Shooting the wounded: People who carry social darwinism to the extreme that they even use it on people they call their friends, abandoning them at the drop of a hat when they are in trouble.
Passed the deadline: Originally a term used in war internment camps where if you crossed a certain ling you would be sumarily shot.
Bringing it to a head: In the old days sumary judgements were herolded by the beating of a drum.
Dug in: Prepared to "wait it out" in a situation that won't be resolved any time soon.
They smell blood: You're in big trouble. Showing fear in a situation is often suicidal.
Circling the wagons: The other side has no option left but to stonewall.
Too many chiefs and not enough Indians: Too many people want to be the boss and nobody wants to do the hard work.
All hat and no cattle: A guy who boasts a lot but has nothing to boast about.
Maverick: An un-branded steer. An independent freelancer.
Going to the mat: Risking everything for a collegue you think is worthy of it.
Spurring them on: Obviously it's the horse analogy here. You usually do this out of support for an ally but may do it with an enemy if you believe you are leading into a trap.
Putting your cards on the table: It means coming clean about who you are and what you expect of yourself and others. It may be related to "putting your guns on the table" meaning "I'm playing fair. I want to be civilized about this".

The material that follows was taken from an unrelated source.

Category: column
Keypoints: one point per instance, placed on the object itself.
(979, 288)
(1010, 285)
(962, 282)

Muffing it: It means a failure to exicute something properly
The Ball is in your Court: Meaning you're the one who logically needs to make the next move
Dropping the ball: Starting off fine- - but making a fatal mistake and the other guy is allowed to cease the very issue or point you were going to score with, and score with it himself.
In for the duration: Someone basically proclaiming undying loyalty to your cause
In for a penny; in for a pound: Once you make something an issue- - often the key issue is not of Degree but of Kind. And once you go down a certain road, the "logical consequence' tendency is to keep headed down that same road.
Beating a dead horse: Harping or obsessing on an issue that's no longer relivent.
Borrowing trouble: Getting involved in a fight "you don't have a dog in" and take on needles risks.
Too much water has passed under the bridge: The other person has gone just "too far" to apologise or dare to seek forgiveness from you Now.
Run aground: Being a C E O and screwing up and improperly "navigating" the business through hazzards.
Paracite: One who "sucks up all the oxygen out of the room and feeds off of everyone around him and gives nothing back.